A la fin des émeutes survenues vendredi à la frontière, le Hamas peut bien avoir remporté une victoire : Des dizaines de milliers de Gazaouis ont rejoint sa « marche du retour », ce qui en a fait l’une des plus importantes manifestations publiques de la dernière décennie à Gaza ou en Cisjordanie.
Le Hamas avait espéré des dizaines de milliers de personnes, même un million. Mais comme un collègue de Gaza l’a dit vendredi soir, « la véritable attente était que ce chiffre serait de loin plus bas. Et maintenant, tout le monde sait que le nombre de participants sera plus important lors de la journée de la Nakba » – le 15 mai, lorsque les Palestiniens marquent la « catastrophe » qui les a touchés avec la création d’Israël – à l’occasion de ce qui devrait être le paroxysme de cette campagne anti-israélienne.

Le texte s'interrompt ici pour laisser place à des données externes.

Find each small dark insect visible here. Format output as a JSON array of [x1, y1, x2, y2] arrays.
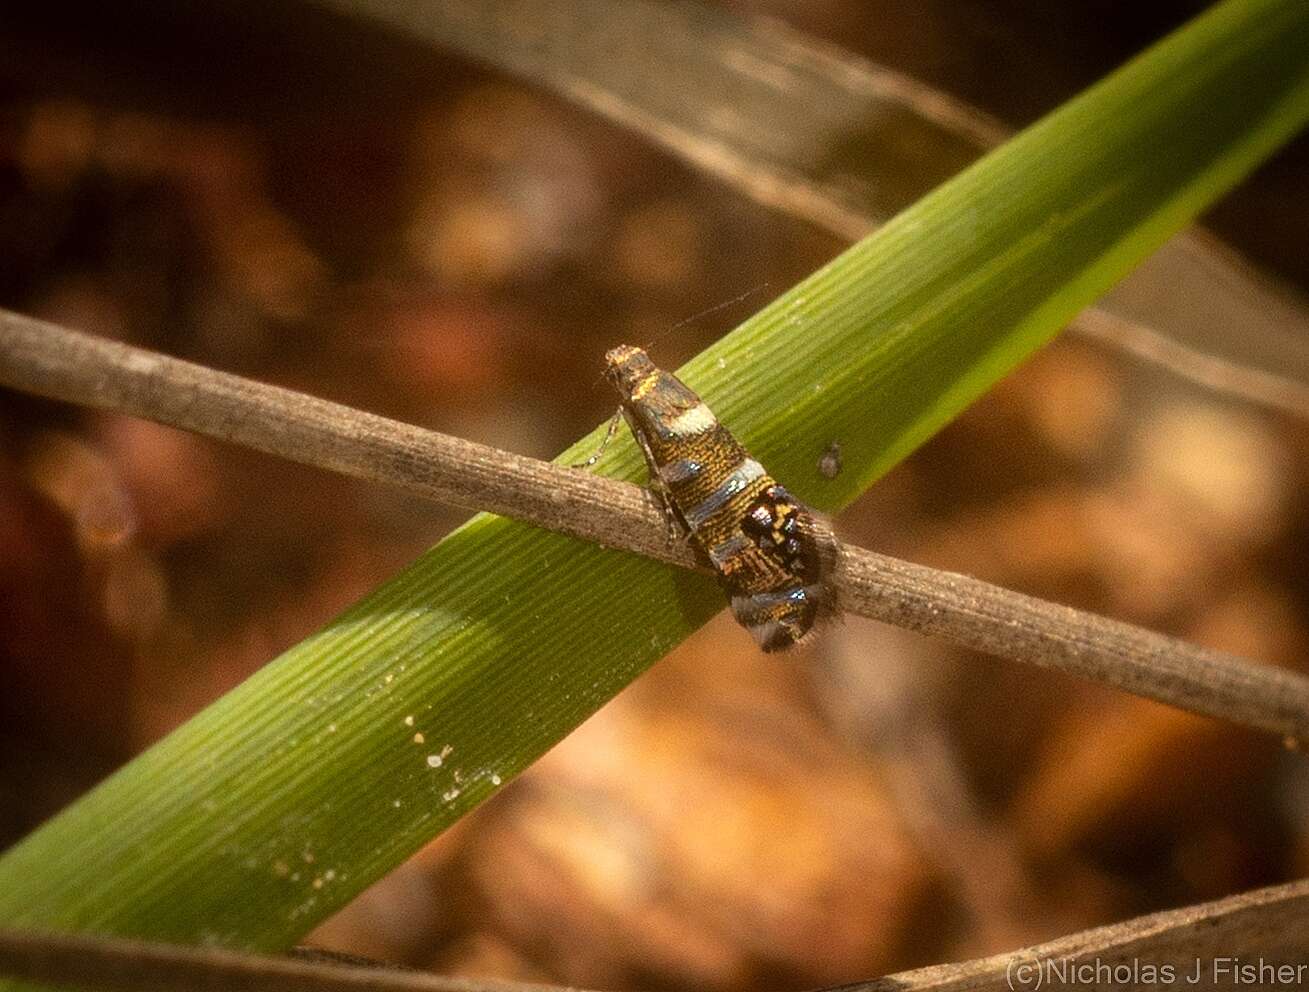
[[598, 345, 838, 651], [818, 440, 843, 480]]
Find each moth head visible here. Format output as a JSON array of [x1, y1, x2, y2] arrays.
[[604, 344, 657, 399]]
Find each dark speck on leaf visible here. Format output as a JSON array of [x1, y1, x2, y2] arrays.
[[818, 441, 842, 480]]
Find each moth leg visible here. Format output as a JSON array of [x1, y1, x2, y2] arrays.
[[571, 406, 623, 469], [650, 485, 687, 547], [626, 424, 688, 547]]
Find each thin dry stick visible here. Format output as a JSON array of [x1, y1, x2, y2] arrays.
[[326, 0, 1309, 420], [0, 928, 584, 992], [2, 311, 1307, 741], [1075, 307, 1309, 419], [1, 878, 1307, 992], [839, 878, 1309, 991]]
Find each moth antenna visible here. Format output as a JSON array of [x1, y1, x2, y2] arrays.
[[631, 282, 774, 362], [666, 282, 771, 335], [571, 406, 623, 469]]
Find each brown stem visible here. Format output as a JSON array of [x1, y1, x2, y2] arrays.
[[3, 311, 1307, 741], [1, 878, 1306, 992], [0, 928, 579, 992]]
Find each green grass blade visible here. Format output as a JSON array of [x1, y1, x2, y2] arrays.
[[1, 0, 1307, 957]]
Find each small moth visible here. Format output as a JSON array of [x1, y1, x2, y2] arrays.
[[601, 345, 838, 651]]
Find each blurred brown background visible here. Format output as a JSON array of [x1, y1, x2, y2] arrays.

Les chefs du Hamas, dont les membres se sont eux-mêmes montrés sur différents sites déterminants du mouvement de protestation dans la journée de vendredi, ont été euphoriques. Des opérations comme celles-ci n’arrivent pas quotidiennement. Depuis Ismail Haniyeh jusqu’au bas de la hiérarchie, les responsables se sont rendus sur tous les points sensibles le long de la frontière, et personne n’aura fait plus d’effet que Yahya Sinwar — le leader incontesté du Hamas à Gaza.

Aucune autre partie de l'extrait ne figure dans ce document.